I know, I know - everyone’s still sipping their Pumpkin Spice Lattes and grumbling about Nutcracker rehearsals. Summer is soooooo far away! But summer intensive auditions? Are going to be here before you know it.
Here’s the breakdown: right now you’re starting to run Snow and thinking you’re never going to get through it without having a heart attack.You’re staring at the calendar and realizing you’re 4-6 weeks away from Nutcracker time and you are NEVER GOING TO BE READY! The weeks will fly by in a flurry of shoe-sewing and blister-popping; Nutcracker will be fabulous and you’ll weep when it closes (both happy and sad); you’ll surface for oxygen a few days later and stare in amazement at the fact that it’s really Christmas. Like, REALLY Christmas. You give yourself some down time (because you deserve it! No shop talk!) Then New Year’s Eve floats by and you drag yourself to the barre a few days later, only to realize with horror that the first summer intensive auditions are in, like, eight days. And you haven’t danced in a week. Ok, two weeks. Also? As you stare at the dates on the studio walls, you see that the two schools you’d vaguely decided to audition for are having auditions on the same day. In different places, natch.
So let’s put a little time into strategizing for next summer NOW, and save ourselves some heart palpitations, m’kay? I’m not saying you need to commit to anything now. A lot can change between October and June: you may quit dance altogether; family finances may take a significant change and your options become very different; you might improve exponentially over the year and discover a whole new wealth of options available to you by June. But in general, we can think through some things and make an audition plan. Let’s get started.
Speak with your family about options. Find out what your parents are thinking so you can move forward together. Are finances an issue? Start planning now for ways to help raise funds. Are they concerned about letting you go away on your own? Ask - and work towards- how you can show them you’re ready to be more independent. Are they assuming you are going to college, and you want to try your luck with a company? Talk about compromises, like a PD program, a trainee position, or using a summer experience to audition for a company while still applying to schools. A respectful conversation with the family now will avoid tears and shock in February when you find out you’re not on the same page.
Get input from your mentors. Talk to the teachers who see you every day, as well as the studio owners and company directors. Speak to your private coaches and trainers and find out where they think you are right now. Do they see you staying home for a summer to work on specific things? Are they thinking you’d benefit from a summer at a small, specialized intensive like CPYB? Or do they think you’re ready to try for the big schools like ABT or PNB, to push yourself on a bigger stage? Getting input from people who know your strengths - and weaknesses - will help you see yourself as potential auditors might.

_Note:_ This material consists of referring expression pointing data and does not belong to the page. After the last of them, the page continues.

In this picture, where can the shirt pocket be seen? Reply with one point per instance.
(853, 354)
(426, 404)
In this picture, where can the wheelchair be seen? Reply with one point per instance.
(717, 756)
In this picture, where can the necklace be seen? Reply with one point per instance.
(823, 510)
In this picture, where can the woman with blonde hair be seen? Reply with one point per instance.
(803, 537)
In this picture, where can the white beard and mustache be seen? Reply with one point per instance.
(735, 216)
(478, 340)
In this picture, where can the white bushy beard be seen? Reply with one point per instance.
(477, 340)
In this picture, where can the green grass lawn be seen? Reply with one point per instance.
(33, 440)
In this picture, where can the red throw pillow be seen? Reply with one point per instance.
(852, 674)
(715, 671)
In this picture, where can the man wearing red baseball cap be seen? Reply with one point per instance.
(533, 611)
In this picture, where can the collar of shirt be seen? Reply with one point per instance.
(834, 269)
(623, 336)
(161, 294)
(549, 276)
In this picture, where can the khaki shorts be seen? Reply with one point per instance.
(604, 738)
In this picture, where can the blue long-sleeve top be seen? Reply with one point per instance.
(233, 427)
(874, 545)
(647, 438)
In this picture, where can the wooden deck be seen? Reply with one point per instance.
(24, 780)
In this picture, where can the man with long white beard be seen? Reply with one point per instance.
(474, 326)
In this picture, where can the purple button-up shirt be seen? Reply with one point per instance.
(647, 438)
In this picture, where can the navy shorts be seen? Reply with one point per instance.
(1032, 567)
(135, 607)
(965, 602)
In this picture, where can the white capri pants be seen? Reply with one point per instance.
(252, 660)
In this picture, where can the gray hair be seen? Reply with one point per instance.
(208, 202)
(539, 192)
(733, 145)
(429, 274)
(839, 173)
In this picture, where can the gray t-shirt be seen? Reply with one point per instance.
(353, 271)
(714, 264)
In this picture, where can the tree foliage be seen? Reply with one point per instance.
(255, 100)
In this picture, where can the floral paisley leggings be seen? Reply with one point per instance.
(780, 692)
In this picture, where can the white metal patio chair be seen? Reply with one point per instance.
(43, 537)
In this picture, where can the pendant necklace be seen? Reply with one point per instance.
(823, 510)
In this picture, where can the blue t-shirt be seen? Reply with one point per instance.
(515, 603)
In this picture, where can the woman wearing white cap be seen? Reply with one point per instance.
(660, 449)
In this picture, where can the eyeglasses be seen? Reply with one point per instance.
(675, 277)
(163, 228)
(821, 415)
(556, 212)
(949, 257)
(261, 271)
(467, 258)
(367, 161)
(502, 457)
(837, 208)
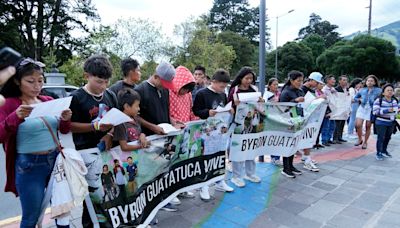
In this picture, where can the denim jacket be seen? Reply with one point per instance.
(368, 97)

Take a moment to think about what you really want. Are you dying to go somewhere out of state just to try out more independence? Do you want to go to a specific intensive because your friend went last summer and came home aMAZing? Are you considering applying to, say, UNCSA, so you’d like to try a summer there and see what it’s like? Think through what you really want out of the summer - and why. Be honest with yourself! If you’re interested in contemporary dance, now’s the time to speak with your modern teacher and get names of some contemporary intensives. Thinking of choreographing? Some intensives are geared towards nurturing student choreographers! Dig in and find options.

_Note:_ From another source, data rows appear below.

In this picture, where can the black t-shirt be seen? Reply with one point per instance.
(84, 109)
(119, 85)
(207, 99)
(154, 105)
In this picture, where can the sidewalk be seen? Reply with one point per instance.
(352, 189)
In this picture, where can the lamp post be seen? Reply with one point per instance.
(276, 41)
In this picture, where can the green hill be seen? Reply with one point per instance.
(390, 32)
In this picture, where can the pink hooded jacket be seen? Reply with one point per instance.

Sit down with a calendar and figure it out. If you’re casting a wide net, this can be important! I live in the Dallas area and help my dancers figure out where and when to audition. That might mean auditioning one weekend in Dallas, driving to Austin the next weekend, and doing two auditions in Houston the weekend after that. Not everyone will come to your home town, and some might come on the same day as YAGP or another audition - you need to figure out options to make sure your top choices make the calendar cut.

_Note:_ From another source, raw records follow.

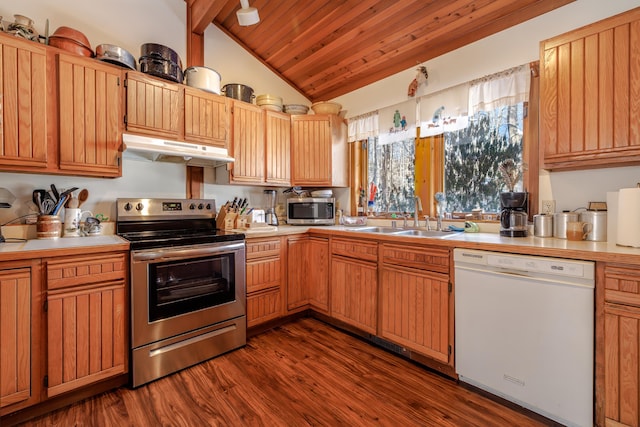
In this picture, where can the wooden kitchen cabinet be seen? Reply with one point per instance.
(589, 83)
(277, 148)
(318, 267)
(318, 150)
(89, 104)
(415, 299)
(24, 116)
(206, 117)
(617, 347)
(354, 283)
(20, 320)
(297, 273)
(247, 144)
(155, 107)
(86, 320)
(265, 280)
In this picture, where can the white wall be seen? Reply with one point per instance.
(132, 23)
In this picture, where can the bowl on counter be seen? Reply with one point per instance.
(326, 107)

Finally, plan out any video submissions. If you can’t make it to auditions - or if your place of choice doesn’t do live auditions - don’t leave your audition submission until the last minute. Gather the information and requirements, find a teacher to help you put it together, and make a plan for content, deadlines, etc. You do NOT want to be the dancer throwing together a video two hours before the submission deadline, after you haven’t danced for a week. Trust me - we can all spot that dancer. It’s not pretty.
Stressed out yet?
Listen, that’s why we’re doing this now, right? Truthfully, I’ve been discussing summer options with the dancers I coach privately since September. We start turning over options, doing research into schools, defining our goals and hopes, figuring out a few paths that might be the most helpful this coming summer. By chatting about it a bit each week, we manage to lay down a few pieces at a time of a very large puzzle, until spring comes - and acceptance letters -and the picture is beautifully clear. With a little planning on your part, summer intensive auditions will be stress-free.
Yeah, I’m lying, they’re still stressful. But, you know, less so.